事例企業 |
株式会社メイ(Z017) |
事例発表日 |
平成15年3月 |
事業内容 |
調剤薬局 |
売上高 |
- |
従業員数 |
37名 |
資本金 |
1000万円 |
設立 |
1984年 |
キーワード |
調剤薬局、ITリテラシ向上 |

パソコンなんてカンタン、カンタン。
私なんて自分で作ってますよ。
株式会社メイは、昭和59年に創業。現在神戸、明石、加古川に5店舗を展開する調剤薬局。
創業社長の赤澤さんは、無類のパソコン好きで、早くからパソコンを社内業務に活用。
業務の負担軽減や患者さんサービスの向上に役立ててきた。
株式会社メイ 赤澤 陽さん(64歳)
東京生まれの東京育ち。

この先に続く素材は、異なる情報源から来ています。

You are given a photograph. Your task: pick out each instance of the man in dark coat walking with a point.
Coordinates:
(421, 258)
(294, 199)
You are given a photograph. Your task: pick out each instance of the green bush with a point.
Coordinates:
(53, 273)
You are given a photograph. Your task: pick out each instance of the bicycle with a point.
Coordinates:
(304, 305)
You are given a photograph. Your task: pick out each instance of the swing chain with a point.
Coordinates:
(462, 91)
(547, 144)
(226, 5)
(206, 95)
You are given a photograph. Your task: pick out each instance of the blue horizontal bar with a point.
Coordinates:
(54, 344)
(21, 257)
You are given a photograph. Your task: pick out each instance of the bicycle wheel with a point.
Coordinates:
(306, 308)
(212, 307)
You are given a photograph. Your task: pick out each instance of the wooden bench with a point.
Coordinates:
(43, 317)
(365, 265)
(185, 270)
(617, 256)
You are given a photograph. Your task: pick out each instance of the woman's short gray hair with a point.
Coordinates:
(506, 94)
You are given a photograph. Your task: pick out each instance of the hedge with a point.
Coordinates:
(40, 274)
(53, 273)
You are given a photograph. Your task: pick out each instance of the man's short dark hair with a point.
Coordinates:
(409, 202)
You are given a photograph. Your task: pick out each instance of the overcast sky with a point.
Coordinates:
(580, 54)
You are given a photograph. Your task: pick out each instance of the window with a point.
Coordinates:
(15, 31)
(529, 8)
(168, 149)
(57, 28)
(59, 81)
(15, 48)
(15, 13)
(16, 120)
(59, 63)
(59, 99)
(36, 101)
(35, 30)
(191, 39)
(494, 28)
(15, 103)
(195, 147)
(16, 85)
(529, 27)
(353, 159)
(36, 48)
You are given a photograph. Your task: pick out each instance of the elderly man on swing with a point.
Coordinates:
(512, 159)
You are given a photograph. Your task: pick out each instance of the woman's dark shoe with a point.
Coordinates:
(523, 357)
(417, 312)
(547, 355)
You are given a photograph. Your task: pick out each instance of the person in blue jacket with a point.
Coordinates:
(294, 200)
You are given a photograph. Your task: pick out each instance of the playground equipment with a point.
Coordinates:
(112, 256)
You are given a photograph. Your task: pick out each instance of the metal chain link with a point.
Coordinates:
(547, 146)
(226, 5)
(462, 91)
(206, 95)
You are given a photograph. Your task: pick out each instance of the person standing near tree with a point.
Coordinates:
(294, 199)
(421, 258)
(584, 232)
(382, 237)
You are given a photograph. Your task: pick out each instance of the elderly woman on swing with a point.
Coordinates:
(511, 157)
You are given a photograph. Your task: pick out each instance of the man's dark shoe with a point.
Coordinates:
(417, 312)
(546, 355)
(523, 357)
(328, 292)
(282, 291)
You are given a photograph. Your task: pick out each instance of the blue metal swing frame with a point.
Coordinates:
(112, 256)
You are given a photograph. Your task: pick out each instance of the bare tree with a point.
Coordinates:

飯田橋で薬店を営む実家を飛び出し神戸へ。「アメリカンファーマシー」に勤務した後、神戸市内で一般薬局を開業。
昭和59年に株式会社メイを設立。調剤薬局の分野に進出。 |
『指導箋』を日本で最初にカラー化
調剤薬局で薬を処方してもらうと、薬といっしょに「指導箋」とよばれる文書を手渡される。
薬の用法、用量、効能など知りたい情報が写真を添えて分かりやすく記載されていて、とても便利だ。
今ではごく当り前になったこの『指導箋』を日本で最初に作ったのが、実は赤澤さんの経営する調剤薬局だった。
「薬を1錠1錠デジカメで撮ってパソコンに取り込み、プリンターで印刷・・・。大変な手間でしたよ。
しかも1枚印刷するのに15円のコストがかかる。まともな経営者だったら、誰もやらないでしょうね(笑)。
これだけの手間とコストをかけても、売上に直接結びつくとは限らないんですから」
あくまで患者さんのためを思って始めたサービスという赤澤さんだが、『指導箋』は最近になって保険適用を受け、診療報酬の対象になった。
時代を一歩先駆けた赤澤さんだった。
「薬剤師は薬を処方するだけが仕事ではありません。
その薬が何の薬なのか、どういう使い方をすればいいのか、患者さんに正確な情報を添えてお渡しすることが本来の役目だと思うんです」
『指導箋』をカラー化するにあたっては、高性能のコンピュータやプリンタを買い揃えるのに3000万円近いお金を注ぎ込んだ。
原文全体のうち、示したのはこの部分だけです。